Most of the funds invest in micro, small and medium-sized local enterprises that would be hard or impossible to finance directly in a cost-effective way. Our focus is on funds that provide capital for business expansion where the investment would not be possible without the equity-rated financing that the fund offers.
Funds’ investments are generally made and managed by teams that combine skills in equity investment, obtained in developed markets, with in-depth knowledge of the local market. By using private equity funds, Finnfund reduces the risk of operating in low-income countries.
Rest of Finnfund’s fund investments are in sectoral funds that concentrate on matters like renewable energy, sustainable forestry, agriculture or micro-financing. These funds typically operate in many countries, transferring skills across borders.
Most fund co-investors are other development finance institutions but there are also insurance companies and pension funds from the investee countries. Foreign institutional investors, on the other hand, usually postpone their involvement until there is a track record of success. As and when a country or sector previously regarded as challenging begins to develop and private equity operations become established, institutional investors start showing an interest in the fund. Then, development finance institutions like Finnfund can move on to new projects where commercial financing is not yet adequately available.
Funds are typically established for a fixed duration of about 10 years. A fund generally invests the subscriptions it receives in its first few years; then its focus shifts to developing its investments and finally to exiting them. Finnfund’s private equity fund commitments generally range from five to ten million euros.
Most of the private equity funds that invest in developing countries are registered in international financial centres. Africa-based funds are generally registered in Mauritius. Another common domicile is Luxembourg. The countries of registration are conduits, channelling investments from many different places to investee countries. Funds do not pay taxes in their country of registration but investors and investees pay taxes in their home countries. In 2014 companies financed by Finnfund’s private equity funds paid a total of about EUR 149 million euros in taxes and similar charges in investee countries. 30 per cent was income taxes and the rest other payments to government.

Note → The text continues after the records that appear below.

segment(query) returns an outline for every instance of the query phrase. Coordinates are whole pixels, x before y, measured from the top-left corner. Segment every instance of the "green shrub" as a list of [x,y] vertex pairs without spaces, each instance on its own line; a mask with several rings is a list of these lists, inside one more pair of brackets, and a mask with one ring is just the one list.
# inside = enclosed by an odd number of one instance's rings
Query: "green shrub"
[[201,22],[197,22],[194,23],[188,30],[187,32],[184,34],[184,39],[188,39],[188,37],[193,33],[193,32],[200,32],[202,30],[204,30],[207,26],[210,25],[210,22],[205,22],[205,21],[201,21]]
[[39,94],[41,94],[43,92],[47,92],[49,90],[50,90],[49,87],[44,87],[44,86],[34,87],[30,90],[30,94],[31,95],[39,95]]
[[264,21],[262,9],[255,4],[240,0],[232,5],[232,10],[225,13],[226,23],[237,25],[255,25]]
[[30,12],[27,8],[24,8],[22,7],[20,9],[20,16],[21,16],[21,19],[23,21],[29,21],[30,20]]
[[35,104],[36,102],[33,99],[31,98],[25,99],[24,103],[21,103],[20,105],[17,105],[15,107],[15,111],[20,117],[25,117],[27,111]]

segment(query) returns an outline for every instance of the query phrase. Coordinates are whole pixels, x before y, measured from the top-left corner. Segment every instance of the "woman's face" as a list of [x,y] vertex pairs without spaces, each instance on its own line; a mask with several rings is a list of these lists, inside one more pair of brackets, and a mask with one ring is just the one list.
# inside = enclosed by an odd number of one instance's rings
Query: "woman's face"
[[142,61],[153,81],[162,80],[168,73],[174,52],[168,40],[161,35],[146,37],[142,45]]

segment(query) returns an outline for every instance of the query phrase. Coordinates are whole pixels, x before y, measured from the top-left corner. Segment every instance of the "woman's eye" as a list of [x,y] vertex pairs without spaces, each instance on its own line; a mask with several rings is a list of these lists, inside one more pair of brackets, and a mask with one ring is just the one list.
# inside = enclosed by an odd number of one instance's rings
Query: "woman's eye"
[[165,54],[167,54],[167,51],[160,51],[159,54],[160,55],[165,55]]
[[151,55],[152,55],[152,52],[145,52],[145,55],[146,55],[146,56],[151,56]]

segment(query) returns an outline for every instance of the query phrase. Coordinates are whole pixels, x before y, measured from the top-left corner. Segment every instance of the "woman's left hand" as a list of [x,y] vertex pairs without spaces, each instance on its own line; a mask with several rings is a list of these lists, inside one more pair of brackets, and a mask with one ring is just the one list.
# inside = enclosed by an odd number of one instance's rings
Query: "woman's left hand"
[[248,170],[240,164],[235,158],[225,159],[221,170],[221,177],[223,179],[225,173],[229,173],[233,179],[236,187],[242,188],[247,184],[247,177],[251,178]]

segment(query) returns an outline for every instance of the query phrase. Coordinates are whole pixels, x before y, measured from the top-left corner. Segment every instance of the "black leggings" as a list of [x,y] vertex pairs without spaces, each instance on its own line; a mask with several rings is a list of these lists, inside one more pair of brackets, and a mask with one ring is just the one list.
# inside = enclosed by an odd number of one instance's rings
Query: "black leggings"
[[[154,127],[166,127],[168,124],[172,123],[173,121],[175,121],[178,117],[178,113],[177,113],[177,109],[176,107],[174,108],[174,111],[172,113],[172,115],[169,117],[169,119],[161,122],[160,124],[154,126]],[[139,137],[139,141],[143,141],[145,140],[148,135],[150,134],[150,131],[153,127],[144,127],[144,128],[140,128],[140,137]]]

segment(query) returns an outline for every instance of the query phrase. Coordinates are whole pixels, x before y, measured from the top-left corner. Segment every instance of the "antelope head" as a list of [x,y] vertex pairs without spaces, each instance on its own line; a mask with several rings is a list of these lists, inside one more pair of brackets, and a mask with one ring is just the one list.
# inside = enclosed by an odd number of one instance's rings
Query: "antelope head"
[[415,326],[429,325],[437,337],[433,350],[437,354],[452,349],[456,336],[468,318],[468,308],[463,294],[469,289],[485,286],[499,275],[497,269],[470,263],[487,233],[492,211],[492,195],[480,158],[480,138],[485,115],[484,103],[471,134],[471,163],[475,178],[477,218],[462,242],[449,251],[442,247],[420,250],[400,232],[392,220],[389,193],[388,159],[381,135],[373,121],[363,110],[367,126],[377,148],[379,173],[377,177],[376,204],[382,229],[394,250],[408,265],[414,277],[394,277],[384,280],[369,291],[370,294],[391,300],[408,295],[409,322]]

Finnfund is opposed to tax evasion, corruption and money-laundering in investee countries and domiciles. We conduct background checks on co-investors and management companies, and require diligent reports from funds on their investee companies, taxes paid, and so on. Alongside many other development finance institutions, we urge countries of registration to create transparent regimes by investing only in the funds that are registered in countries observing the progressively stricter demands agreed in the OECD Global Forum. In 2015 there were 20 countries on the updated list of domiciles of funds that Finnfund does not invest in (Micronesia, Guatemala, Kazakstan, Lebanon, Liberia, Nauru, Trinidad and Tobago, Vanuatu, Andorra, Anguilla, Antigua and Barbuda, Barbados, Costa Rica, Indonesia, Israel, St Lucia, Samoa, Sint Maarten, Turkey).